Tuesday, January 19, 2010

The Future of eBooks

If you think that the E Ink screen on the Kindle look like a wet newspaper, you’re not alone.  Inventor and technology futurist Ray Kurzweil thought the same thing. So the man who developed optical character recognition and voice recognition came up with Blio, a digital book software program that promises to put those gray-scale displays to shame.



Alexreader
Spring Design’s Alex Reader

“E-books should be more than digital copies of a printed page,” Kurzweil said during an interview last week at the Consumer Electronics Show in Las Vegas, where he demonstrated his latest invention. “But the e-readers on the market today are stuck in neutral. So we moved it from a boring 16 shades of gray text to an exciting level, with rich interactivity and full color.”
Blio, which will be available as a free download in February, is designed to work with existing devices including Windows-based computers, iPhones and most browsers. The advantage is that Blio can incorporate many of the interactive functions people have come to expect from surfing the Web: embedded slide shows, Flash animations, soundtracks, videos and links to related content. Go here to glance at a feature comparison chart from Blio.
Kurzweil showed two examples, an anatomy textbook and a children’s book. The textbook had an interactive quiz, and the children’s book featured a narrator.

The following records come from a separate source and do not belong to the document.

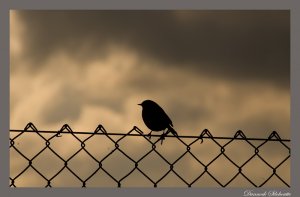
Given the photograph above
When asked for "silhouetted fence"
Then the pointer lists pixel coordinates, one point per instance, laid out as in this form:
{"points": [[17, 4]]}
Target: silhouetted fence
{"points": [[248, 160]]}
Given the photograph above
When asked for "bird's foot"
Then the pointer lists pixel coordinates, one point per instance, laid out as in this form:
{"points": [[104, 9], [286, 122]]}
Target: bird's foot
{"points": [[149, 135]]}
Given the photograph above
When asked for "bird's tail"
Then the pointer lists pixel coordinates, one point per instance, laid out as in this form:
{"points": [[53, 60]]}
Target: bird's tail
{"points": [[172, 131]]}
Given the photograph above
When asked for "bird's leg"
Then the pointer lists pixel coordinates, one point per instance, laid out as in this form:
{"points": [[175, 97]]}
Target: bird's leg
{"points": [[149, 135], [162, 137]]}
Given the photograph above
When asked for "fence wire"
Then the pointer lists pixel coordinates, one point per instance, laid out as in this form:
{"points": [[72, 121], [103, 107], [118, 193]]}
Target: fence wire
{"points": [[136, 163]]}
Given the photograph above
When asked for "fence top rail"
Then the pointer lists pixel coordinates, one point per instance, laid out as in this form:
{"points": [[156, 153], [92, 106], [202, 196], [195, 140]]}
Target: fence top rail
{"points": [[239, 135]]}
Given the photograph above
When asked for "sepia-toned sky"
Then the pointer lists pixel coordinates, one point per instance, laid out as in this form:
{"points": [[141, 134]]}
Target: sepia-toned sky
{"points": [[220, 70]]}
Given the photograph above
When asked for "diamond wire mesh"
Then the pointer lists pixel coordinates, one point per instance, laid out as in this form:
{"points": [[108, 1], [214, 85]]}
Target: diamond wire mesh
{"points": [[206, 167]]}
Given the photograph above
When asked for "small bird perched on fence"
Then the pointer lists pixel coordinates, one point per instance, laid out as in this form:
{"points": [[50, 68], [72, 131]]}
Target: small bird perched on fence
{"points": [[156, 119]]}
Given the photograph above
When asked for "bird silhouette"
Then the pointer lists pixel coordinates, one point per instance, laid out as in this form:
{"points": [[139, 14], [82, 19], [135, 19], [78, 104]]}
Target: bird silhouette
{"points": [[156, 119]]}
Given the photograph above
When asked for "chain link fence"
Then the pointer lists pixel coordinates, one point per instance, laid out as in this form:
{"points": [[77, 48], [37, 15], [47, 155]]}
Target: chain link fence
{"points": [[102, 159]]}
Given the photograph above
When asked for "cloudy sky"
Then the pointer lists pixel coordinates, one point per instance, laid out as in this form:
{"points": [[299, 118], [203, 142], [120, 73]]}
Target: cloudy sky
{"points": [[220, 70]]}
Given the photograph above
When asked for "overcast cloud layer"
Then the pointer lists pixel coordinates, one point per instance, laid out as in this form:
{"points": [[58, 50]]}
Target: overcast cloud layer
{"points": [[220, 70]]}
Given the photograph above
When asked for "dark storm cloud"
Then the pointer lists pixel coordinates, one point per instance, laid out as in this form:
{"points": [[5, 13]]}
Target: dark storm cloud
{"points": [[236, 44]]}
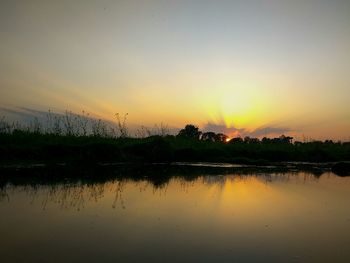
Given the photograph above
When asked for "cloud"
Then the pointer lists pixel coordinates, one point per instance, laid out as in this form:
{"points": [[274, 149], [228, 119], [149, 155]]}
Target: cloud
{"points": [[221, 128], [267, 131]]}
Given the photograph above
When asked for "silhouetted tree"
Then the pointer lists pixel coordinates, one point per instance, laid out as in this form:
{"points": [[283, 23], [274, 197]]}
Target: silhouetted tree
{"points": [[190, 131], [285, 139]]}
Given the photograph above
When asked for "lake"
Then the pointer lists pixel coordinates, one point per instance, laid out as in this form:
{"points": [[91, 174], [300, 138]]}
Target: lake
{"points": [[255, 217]]}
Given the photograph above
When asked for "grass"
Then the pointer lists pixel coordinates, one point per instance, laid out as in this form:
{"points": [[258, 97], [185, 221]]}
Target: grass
{"points": [[79, 138]]}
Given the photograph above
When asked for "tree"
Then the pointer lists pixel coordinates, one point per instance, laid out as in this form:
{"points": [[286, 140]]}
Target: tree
{"points": [[190, 131]]}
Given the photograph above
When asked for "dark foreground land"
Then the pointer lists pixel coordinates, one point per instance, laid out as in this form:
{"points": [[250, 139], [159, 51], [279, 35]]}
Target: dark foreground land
{"points": [[30, 147]]}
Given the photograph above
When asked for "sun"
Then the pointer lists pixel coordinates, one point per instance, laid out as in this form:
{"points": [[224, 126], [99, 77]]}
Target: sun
{"points": [[237, 107]]}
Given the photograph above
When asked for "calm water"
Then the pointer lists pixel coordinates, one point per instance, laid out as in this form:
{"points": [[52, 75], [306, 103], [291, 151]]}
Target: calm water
{"points": [[234, 218]]}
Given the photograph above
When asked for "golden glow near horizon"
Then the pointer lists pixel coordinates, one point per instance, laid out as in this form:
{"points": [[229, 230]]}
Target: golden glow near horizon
{"points": [[250, 68]]}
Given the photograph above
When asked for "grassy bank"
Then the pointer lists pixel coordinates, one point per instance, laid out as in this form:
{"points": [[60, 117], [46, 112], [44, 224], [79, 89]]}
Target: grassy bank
{"points": [[27, 146]]}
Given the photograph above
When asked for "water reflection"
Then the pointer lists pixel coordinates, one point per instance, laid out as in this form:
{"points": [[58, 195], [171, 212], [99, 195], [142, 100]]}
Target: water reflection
{"points": [[179, 217], [76, 193]]}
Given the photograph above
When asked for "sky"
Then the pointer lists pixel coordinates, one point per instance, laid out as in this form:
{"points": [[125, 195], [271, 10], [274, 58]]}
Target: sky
{"points": [[259, 68]]}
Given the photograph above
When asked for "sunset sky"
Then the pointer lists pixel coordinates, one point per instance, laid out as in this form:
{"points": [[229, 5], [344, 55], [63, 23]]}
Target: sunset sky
{"points": [[258, 68]]}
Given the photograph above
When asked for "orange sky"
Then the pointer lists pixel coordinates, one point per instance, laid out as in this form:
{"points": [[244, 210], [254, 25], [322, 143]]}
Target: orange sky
{"points": [[248, 66]]}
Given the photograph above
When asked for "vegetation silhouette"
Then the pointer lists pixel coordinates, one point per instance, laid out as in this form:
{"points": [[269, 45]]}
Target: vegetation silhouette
{"points": [[79, 138]]}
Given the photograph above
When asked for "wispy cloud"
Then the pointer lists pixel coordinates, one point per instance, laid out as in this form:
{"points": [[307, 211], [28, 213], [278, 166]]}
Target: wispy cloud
{"points": [[267, 131]]}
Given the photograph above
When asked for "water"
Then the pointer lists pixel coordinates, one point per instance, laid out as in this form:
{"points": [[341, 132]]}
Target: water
{"points": [[292, 217]]}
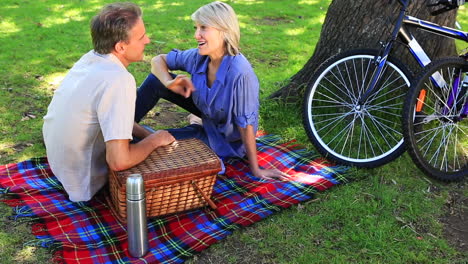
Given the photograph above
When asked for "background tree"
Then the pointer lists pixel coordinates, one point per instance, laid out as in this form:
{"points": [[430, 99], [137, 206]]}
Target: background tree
{"points": [[364, 24]]}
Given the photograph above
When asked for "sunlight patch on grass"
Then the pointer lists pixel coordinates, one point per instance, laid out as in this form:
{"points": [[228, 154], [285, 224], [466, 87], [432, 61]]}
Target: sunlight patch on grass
{"points": [[251, 2], [55, 78], [295, 31], [26, 254], [8, 27], [309, 2]]}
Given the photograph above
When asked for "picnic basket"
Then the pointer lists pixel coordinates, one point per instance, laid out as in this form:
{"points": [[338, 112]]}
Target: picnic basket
{"points": [[177, 177]]}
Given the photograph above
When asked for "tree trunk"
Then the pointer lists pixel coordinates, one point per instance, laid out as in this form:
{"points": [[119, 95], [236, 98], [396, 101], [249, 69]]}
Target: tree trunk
{"points": [[364, 24]]}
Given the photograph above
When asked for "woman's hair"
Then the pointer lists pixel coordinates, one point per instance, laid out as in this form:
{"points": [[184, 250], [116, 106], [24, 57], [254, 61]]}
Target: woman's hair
{"points": [[222, 17], [113, 24]]}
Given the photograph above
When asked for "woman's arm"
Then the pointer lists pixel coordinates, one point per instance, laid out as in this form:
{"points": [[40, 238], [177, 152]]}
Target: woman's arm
{"points": [[248, 138], [181, 84]]}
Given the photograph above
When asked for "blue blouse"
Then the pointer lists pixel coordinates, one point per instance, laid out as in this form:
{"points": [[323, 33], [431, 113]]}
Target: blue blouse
{"points": [[231, 102]]}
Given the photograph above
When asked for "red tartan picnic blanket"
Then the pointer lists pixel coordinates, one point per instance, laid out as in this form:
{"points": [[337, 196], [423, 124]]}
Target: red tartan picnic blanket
{"points": [[87, 232]]}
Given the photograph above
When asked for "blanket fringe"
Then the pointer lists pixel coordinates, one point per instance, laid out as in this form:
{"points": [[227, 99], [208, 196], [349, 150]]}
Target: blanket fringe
{"points": [[45, 242], [23, 211], [4, 190]]}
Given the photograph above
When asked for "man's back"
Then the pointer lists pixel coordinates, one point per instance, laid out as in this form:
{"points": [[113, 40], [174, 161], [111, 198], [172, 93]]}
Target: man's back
{"points": [[94, 104]]}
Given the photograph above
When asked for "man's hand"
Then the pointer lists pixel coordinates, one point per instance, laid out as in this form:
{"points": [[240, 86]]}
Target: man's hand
{"points": [[182, 85], [161, 138]]}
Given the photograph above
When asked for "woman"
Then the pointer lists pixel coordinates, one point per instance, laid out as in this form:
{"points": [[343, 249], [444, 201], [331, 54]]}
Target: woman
{"points": [[223, 89]]}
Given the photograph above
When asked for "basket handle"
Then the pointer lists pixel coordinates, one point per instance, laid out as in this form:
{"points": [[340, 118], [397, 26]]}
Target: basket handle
{"points": [[207, 199]]}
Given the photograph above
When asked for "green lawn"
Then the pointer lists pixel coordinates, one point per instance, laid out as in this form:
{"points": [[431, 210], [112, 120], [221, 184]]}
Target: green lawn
{"points": [[385, 215]]}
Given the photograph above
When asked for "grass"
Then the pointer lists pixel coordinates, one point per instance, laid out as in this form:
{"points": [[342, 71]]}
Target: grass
{"points": [[385, 215]]}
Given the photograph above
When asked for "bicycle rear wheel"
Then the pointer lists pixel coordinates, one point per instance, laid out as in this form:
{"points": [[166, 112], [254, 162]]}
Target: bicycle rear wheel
{"points": [[433, 125], [362, 135]]}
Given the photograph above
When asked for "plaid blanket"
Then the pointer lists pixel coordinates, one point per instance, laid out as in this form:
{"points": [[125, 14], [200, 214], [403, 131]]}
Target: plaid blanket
{"points": [[87, 232]]}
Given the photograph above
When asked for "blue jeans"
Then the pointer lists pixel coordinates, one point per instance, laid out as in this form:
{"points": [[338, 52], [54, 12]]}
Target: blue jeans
{"points": [[148, 95]]}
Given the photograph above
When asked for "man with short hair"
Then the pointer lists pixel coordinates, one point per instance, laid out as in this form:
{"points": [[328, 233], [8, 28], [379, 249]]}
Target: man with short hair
{"points": [[88, 125]]}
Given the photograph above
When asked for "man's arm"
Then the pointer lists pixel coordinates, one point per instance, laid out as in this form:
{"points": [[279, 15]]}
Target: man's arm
{"points": [[121, 155]]}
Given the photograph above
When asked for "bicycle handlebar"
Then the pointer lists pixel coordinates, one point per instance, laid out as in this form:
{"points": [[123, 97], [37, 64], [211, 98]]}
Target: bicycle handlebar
{"points": [[447, 6]]}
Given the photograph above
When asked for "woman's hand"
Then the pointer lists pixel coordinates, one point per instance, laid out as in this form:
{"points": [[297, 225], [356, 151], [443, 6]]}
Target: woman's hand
{"points": [[182, 85], [270, 174]]}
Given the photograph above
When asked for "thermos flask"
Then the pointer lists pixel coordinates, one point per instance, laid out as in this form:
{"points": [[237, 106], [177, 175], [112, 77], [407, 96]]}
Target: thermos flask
{"points": [[137, 230]]}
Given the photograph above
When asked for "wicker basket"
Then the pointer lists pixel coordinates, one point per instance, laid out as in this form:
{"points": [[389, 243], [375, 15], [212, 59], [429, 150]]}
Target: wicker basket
{"points": [[177, 178]]}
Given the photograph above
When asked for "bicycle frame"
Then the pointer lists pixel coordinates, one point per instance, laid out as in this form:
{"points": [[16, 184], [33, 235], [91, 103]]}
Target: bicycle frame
{"points": [[400, 30]]}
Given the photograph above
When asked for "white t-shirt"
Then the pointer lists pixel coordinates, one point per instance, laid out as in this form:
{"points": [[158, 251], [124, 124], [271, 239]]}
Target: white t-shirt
{"points": [[95, 103]]}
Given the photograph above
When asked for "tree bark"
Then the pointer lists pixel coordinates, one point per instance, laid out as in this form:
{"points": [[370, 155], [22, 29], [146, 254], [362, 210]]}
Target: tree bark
{"points": [[364, 24]]}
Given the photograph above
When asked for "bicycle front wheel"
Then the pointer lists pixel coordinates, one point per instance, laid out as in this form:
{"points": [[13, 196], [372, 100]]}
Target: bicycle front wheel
{"points": [[346, 130], [435, 122]]}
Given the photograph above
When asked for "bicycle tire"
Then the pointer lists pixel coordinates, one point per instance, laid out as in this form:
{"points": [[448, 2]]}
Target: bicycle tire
{"points": [[437, 140], [370, 136]]}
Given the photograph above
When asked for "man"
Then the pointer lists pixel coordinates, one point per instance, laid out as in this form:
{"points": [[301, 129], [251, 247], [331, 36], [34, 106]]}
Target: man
{"points": [[88, 126]]}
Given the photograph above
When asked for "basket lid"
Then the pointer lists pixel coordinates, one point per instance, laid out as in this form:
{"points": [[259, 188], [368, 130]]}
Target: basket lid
{"points": [[179, 158]]}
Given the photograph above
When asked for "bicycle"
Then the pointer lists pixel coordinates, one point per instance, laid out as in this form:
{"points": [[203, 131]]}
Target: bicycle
{"points": [[353, 106], [435, 123]]}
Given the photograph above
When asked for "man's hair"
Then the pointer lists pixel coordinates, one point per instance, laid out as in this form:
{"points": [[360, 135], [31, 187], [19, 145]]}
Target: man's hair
{"points": [[113, 24], [222, 17]]}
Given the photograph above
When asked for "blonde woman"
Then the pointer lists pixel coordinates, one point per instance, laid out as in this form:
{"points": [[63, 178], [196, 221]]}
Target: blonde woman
{"points": [[223, 89]]}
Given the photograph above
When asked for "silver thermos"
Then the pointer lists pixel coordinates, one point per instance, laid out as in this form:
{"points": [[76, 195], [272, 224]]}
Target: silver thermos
{"points": [[137, 229]]}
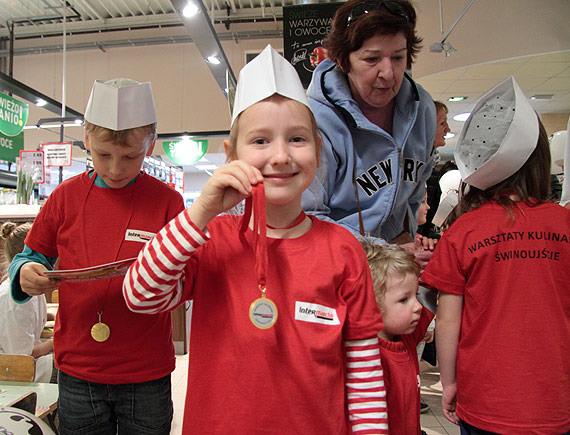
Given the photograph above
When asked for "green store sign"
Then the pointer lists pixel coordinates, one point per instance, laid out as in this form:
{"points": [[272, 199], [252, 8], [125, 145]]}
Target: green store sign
{"points": [[10, 146], [13, 115], [185, 151]]}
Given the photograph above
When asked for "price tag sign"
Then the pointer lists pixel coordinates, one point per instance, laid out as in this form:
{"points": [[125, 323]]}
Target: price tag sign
{"points": [[57, 154], [32, 163]]}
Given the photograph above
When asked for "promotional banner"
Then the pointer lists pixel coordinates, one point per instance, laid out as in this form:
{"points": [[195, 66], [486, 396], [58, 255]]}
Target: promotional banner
{"points": [[304, 28], [185, 151], [57, 154]]}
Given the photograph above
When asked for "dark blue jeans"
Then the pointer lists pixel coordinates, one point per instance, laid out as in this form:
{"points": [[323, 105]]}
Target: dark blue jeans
{"points": [[88, 408]]}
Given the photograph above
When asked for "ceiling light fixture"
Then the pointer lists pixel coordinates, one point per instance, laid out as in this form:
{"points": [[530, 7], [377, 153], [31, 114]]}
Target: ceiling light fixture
{"points": [[442, 45], [542, 97], [214, 60], [462, 117], [190, 10]]}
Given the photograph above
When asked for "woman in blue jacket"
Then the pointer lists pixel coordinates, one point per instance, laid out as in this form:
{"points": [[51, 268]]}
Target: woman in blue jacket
{"points": [[377, 124]]}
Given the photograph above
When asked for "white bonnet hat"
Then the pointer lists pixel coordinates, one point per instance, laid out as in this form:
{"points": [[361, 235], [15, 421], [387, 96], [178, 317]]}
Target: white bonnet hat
{"points": [[498, 138], [557, 147], [120, 104], [450, 182], [269, 73]]}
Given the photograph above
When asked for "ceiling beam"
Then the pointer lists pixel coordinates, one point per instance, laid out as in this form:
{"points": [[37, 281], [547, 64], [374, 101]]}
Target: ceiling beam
{"points": [[21, 90], [204, 36]]}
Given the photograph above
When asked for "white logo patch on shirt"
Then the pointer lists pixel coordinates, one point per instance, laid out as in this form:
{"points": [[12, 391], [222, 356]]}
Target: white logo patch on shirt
{"points": [[315, 313], [138, 236]]}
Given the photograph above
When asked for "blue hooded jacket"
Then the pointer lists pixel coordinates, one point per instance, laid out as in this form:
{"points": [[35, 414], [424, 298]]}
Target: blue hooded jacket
{"points": [[388, 171]]}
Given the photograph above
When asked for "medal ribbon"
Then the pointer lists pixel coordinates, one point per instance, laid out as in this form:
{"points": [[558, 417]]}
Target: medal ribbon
{"points": [[256, 203]]}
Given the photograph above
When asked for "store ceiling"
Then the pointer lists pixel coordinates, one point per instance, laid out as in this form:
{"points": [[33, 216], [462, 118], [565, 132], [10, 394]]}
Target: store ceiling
{"points": [[34, 21]]}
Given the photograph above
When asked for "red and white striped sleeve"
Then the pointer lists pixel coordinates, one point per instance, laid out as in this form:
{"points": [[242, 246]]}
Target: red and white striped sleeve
{"points": [[154, 281], [367, 409]]}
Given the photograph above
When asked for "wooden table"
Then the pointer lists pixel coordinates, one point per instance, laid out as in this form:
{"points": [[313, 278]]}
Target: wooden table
{"points": [[47, 395]]}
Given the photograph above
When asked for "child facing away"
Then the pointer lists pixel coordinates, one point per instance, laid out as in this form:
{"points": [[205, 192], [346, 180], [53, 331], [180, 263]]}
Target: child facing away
{"points": [[114, 364], [395, 276], [21, 324], [283, 326], [502, 269]]}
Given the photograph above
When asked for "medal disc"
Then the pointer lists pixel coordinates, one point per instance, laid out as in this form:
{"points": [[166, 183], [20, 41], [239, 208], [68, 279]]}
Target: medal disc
{"points": [[263, 313], [100, 332]]}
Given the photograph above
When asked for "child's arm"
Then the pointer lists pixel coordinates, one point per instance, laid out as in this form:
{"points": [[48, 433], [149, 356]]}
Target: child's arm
{"points": [[448, 327], [365, 388], [152, 282], [26, 275]]}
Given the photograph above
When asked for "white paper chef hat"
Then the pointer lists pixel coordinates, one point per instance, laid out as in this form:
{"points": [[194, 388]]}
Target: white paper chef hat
{"points": [[120, 104], [557, 148], [498, 138], [449, 183], [269, 73]]}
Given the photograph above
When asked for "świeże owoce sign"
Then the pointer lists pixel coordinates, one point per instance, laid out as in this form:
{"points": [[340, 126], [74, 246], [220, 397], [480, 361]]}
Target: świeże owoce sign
{"points": [[13, 118]]}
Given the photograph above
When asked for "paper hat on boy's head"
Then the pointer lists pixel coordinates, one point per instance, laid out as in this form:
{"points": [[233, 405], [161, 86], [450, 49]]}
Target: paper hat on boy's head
{"points": [[449, 183], [557, 149], [120, 104], [269, 73], [498, 137]]}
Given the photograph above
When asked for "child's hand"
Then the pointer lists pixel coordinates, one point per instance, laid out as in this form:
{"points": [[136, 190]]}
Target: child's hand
{"points": [[448, 400], [227, 187], [33, 281], [424, 243]]}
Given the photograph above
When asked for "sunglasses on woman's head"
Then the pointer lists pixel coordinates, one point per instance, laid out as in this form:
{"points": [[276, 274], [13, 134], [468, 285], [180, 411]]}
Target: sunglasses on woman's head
{"points": [[372, 5]]}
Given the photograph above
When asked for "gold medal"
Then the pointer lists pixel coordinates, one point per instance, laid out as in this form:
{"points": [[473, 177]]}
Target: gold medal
{"points": [[263, 312], [100, 331]]}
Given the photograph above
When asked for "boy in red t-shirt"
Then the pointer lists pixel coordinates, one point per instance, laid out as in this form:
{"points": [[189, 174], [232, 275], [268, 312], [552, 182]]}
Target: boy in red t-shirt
{"points": [[395, 276]]}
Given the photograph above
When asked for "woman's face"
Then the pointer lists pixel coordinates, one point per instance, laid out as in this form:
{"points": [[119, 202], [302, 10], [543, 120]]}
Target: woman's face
{"points": [[377, 70]]}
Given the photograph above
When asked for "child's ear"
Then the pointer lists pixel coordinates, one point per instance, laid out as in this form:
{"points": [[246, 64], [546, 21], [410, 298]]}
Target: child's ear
{"points": [[87, 145], [151, 148], [230, 150]]}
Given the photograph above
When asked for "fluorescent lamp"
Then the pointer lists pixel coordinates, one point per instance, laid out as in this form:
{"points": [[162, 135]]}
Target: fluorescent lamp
{"points": [[206, 167], [190, 10], [462, 117], [214, 60]]}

For content, he teamed up with Baker & Taylor, a book distributor with a catalog of more than 6 million titles, though Blio will have only 1.2 million titles when it launches.
Although some E Ink devices have touch-screen capabilities, such as the Sony Reader Touch Edition and the upcoming Que proReader from Plastic Logic, the response time is achingly slow when compared with the instant feedback of capacitive touch screens in, say, the iPhone.
The disadvantage? …
… Battery life. One of E Ink’s greatest virtues is the fact that it sucks up far less power than LCD screens, allowing devices such as the Kindle to go through 8,000 page turns on a single charge. But as any owner of an iPod Touch can attest, LCD screens need to be plugged in several times a week, if not daily.
Another advantage of E Ink is that it isn’t backlighted, so it’s supposedly easier on the eyes. As a result, most of the 40 or so vendors coming out with digital reading devices this year are expected to have E Ink screens. To see a sample of these readers from CES, go here to see a slide show. Some devices, such as the Alex from Spring Design pictured on the right, have both E Ink and touch-screen LCD screens.
Unlike many of the companies displaying devices at CES (it is a consumer electronics show, after all), Kurzweil’s Blio is a software play. Download the free program on an existing device and buy books from Baker & Taylor. Whether that strategy will work depends on whether readers will abandon the current reigning book technology: paper.